Correctness: * Please do not use MOS to compare systems especially when they are highly similar to each other. Please us a 7-point AB test (sometimes called "comparative MOS"). See Section 2.1: https://ecs.utdallas.edu/loizou/cimplants/quality_assessment_chapter.pdf * Please describe the methodology for running multi-speaker MOS evaluations. Did you sample the test sentences at random (over-representing more dominant speakers) or did you balance the number of samples from each speaker? Which speakers were evaluated? * To make the work more reproducible, please include the test phrases used for all MOS evaluation in the supplemental material. * Please include the text of the utterance in Figure 4, 5 and 6. * The performance optimization in the permutation layer seems flawed on its face, because the typical implementation of a RealNVP coupling layer leaves one half of the channels dimension untransformed and each block alternates the side it transforms. In Glow, the introduction of the permutation layer removed the need to alternate which half is transformed, leaving the permutation process to the network to learn. By factoring the channels into groups as the paper describes, no channel mixing from one half of the channels to the other can occur. However, upon reading the code I see the authors have addressed this with a subtle permutation in how groups are formed: https://github.com/637t0yvgcrmw/code01/blob/219f6e1ad4d38826401c9e37c13c6678222d26aa/modules.py#L214-L215 If I understand correctly, this permutation splits the overall channel dimension into two halves, then groups each half into groups of size n_split / 2. It then merges pairs from the two halves and permutes those, mixing across halves. This subtlety is highly non-obvious and should be mentioned in the main manuscript if space permits. The supplemental materials Figure 8c should also be modified to make this mixing across the two halves of the channel dimension clearer.
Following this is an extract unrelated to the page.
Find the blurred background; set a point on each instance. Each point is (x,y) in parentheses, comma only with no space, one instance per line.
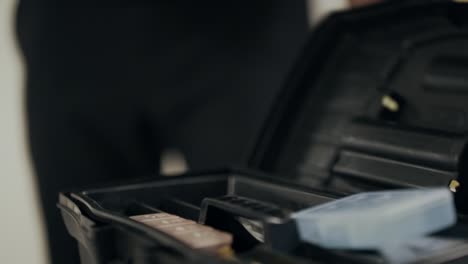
(217,67)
Clarity: The paper is well written and easy to comprehend.

Relation to Prior Work: The relationship to prior work is well explicated.

Reproducibility: Yes

Additional Feedback: Thank you to the authors for the clarifications and promised updates. I've adjusted my score from 6 to 7 since most of my concerns are now addressed.

Review 4

Summary and Contributions: This paper proposed a TTS model that converts input text to latent representation, which is then converted to mel spectrogram by a decoder. During the alignment, dynamic programming is used to compute the most probable alignment given the current model, then the alignment is used to update the model parameters. Besides, the invertible mel decoder enables the inference of latent representation from ground truth mel. This iterative method is very interesting. The trained model performs well on very long sentences.

Strengths: 1. The paper incorporates the monotonic property of text-to-speech in the model, which eliminates looping issues in many existing TTS models. 2. The model uses an iterative approach for training, which is novel in neural TTS. 3. The generated speech sounds good, and speech rate control is quite effective.

Weaknesses: The proposed model did not study emotion control. It would be good to study how emotion tokens (angry, excited) can be learned with some model extension.

Correctness: The problem formulation, model design, and evaluation look good to me.

Clarity: Yes.

Relation to Prior Work: The previous contributions were well covered. The training procedure of the proposed model is simpler compared to other parallel TTS models.

Reproducibility: Yes

Additional Feedback: When the flow-based decoder is introduced in the paper, it would be good to mention that latent code and mel have the same length. It will make the paper easier to read for people who are unfamiliar with flow-based models.